The Philadelphia Flyers lost an eminently winnable Game 1 of their first round Stanley Cup Playoff series with the New York Rangers because someone named Jason Akeson hit Rangers left wing Carl Hagelin in the mouth with his stick.
That is the easy narrative, anyway. Before Game 1, the 23-year-old Akeson had played two regular-season National Hockey League games in his entire life.
His third NHL game, a playoff opener, featured Akeson sitting in the penalty box while the Rangers scored on both halves of his third period double-minor penalty for high-sticking Hagelin. Those two Rangers goals turned a taut 1-1 game into a foregone conclusion.
The aftermath of Game 1 found plenty of media types overanalyzing Akeson's role in the Flyers' loss. The kid was to blame.
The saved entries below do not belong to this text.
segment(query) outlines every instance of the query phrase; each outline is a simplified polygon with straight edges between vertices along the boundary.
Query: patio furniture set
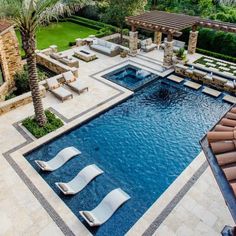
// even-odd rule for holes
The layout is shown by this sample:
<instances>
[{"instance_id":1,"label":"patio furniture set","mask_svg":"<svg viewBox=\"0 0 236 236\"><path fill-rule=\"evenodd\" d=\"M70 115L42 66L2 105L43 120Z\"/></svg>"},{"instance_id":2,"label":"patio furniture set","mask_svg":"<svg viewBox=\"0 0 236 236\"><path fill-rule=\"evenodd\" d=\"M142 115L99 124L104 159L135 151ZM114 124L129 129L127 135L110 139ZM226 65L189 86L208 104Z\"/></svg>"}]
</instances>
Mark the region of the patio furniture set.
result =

Another Flyers center skated away more or less unscathed, both literally and figuratively since he did not play much hockey in New York on the night.
Lebrun summarized Lecavalier's resume at the time by saying, "The four-time All-Star, drafted No. 1 overall by the Lightning in 1998, helped the franchise win the Stanley Cup in 2004 and scored a franchise-high 383 goals."
That was the good news.
Lebrun also tossed in that the "6-foot-4, 208-pound center is no longer the serious threat that he once was."
Lecavalier had an uneven season in Philadelphia, struggling but ultimately succeeding in scoring at least 20 goals for the fifth time in the past six seasons.
A signing like Lecavalier's is made with playoff hockey in mind.
In Game 1 of this series, Lecavalier played 7:42 without managing even one shot.
Even in the past month when Flyers coach Craig Berube moved Lecavalier on and off the fourth line to motivate him, Lecavalier never played fewer than 11 minutes.
But with the Flyers desperately needing to break a Madison Square Garden jinx, Berube played Lecavalier sparingly while giving Akeson 13:07 of ice time. Even that statistic is misleading, since Akeson probably would have played more had he not spent that time in the penalty box.
Lecavalier's pseudo-benching in the first game of this playoff series is damning, damaging stuff for everyone involved.
For Lecavalier, it is an embarrassing indictment of his erosion as a player. One can only imagine what was going through his head watching his old teammate Brad Richards eviscerating the Flyers in the third period.
For Berube, the decision to play Akeson almost twice as long as Lecavalier is at best puzzling and at worst sort of insane.
And for the organization, seeing Lecavalier willfully held out of so much of the action in a playoff game makes their commitment in years and dollars to the center (who will turn 34 on April 21) seem at once desperate and misguided.
There is nothing about any of this that a crucial Lecavalier goal (or three) in Game 2 would not solve.
Then again, had Lecavalier done anything in Game 1, we wouldn't be having this conversation.